Making one’s thinking more visible can be very useful, but it can also feel really threatening. For example, I often write or sketch to work through ideas.  I often work through ideas via conversation. But in an era of easy replicability, there’s the risk that once my line of thinking becomes more visible, both I and others will recognize mis-steps. I’m not an insecure person, but it still doesn’t feel very good to think that if my thoughts (right-on or mis-guided) are visible to more than just myself and my instructor, they may open me up to criticism that I’m not ready for. This happens on blogs/online all the time.

I’m sure that many smart people have considered this question before, but I’m interested to know what others may have come up with as an answer.

In Chapter Two of How People Learn,  the authors talk about differences between experts and novices — although they use specific examples, like chess novices vs. masters, the concepts are applicable to various fields.
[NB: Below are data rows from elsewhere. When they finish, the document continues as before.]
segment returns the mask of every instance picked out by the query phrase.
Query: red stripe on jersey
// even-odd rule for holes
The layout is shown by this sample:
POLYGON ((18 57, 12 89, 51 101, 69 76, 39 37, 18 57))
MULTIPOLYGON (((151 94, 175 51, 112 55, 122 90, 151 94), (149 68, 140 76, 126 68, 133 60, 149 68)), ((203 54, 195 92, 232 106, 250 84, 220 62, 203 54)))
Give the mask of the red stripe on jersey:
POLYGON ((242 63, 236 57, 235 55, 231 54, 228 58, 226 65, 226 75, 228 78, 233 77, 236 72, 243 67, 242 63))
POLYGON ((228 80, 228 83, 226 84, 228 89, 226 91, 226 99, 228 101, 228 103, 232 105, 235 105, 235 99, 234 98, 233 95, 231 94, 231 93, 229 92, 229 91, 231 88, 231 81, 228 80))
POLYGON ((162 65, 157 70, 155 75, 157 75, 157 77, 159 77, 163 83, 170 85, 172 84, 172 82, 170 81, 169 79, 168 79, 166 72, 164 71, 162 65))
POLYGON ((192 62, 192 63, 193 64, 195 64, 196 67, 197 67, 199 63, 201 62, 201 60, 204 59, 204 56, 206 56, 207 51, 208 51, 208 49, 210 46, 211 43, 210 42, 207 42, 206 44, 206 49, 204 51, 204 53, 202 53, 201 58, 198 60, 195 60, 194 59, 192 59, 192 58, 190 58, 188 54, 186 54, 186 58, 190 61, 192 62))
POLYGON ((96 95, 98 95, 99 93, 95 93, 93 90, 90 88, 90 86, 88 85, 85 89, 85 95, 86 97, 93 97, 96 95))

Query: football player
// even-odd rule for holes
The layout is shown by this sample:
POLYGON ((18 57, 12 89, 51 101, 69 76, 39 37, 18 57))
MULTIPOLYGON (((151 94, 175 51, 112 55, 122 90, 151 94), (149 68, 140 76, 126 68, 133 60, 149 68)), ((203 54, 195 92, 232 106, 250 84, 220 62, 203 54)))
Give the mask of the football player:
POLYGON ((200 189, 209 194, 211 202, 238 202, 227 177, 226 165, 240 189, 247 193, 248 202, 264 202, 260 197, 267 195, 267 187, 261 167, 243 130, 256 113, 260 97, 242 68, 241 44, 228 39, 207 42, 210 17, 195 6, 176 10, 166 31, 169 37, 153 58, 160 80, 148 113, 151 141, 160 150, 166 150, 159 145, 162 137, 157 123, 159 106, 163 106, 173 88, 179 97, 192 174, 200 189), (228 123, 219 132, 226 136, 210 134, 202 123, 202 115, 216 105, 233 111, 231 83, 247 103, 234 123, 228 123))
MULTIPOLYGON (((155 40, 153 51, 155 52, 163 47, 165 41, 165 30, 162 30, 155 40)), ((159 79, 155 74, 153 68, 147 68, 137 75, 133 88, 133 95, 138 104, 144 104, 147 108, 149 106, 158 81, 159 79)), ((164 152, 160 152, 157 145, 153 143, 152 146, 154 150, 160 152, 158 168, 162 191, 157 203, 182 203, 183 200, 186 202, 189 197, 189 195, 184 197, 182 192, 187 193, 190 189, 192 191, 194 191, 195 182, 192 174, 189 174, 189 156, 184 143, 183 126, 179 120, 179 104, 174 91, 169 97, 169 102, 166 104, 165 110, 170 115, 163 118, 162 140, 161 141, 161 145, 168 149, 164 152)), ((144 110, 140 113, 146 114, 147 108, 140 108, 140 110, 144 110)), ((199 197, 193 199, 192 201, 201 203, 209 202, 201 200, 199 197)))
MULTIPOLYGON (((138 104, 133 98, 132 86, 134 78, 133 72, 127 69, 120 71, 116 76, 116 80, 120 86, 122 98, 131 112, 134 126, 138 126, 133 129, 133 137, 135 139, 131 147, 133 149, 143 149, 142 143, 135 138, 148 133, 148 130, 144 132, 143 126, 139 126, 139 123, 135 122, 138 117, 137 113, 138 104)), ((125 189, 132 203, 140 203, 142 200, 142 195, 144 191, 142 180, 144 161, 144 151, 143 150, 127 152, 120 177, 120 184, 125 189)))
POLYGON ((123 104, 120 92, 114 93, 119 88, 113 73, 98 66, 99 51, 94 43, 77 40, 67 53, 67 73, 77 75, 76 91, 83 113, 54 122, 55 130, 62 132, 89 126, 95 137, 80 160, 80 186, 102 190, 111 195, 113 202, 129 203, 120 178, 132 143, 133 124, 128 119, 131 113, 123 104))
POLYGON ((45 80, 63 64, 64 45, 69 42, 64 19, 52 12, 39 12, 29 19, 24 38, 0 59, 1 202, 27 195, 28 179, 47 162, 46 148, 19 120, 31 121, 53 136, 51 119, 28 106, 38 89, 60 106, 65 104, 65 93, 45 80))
What I find particularly interesting is that the ability to recognize not just patterns but meaningful patterns (and surely, past experience helps someone distinguish which patterns might be significant), a person is able to chunk and organize information in a particular way.  This way of organizing actually seems to shift perception — if we understand structures and what is more or less important, it would seem that we could more effectively focus our attention onto what matters most.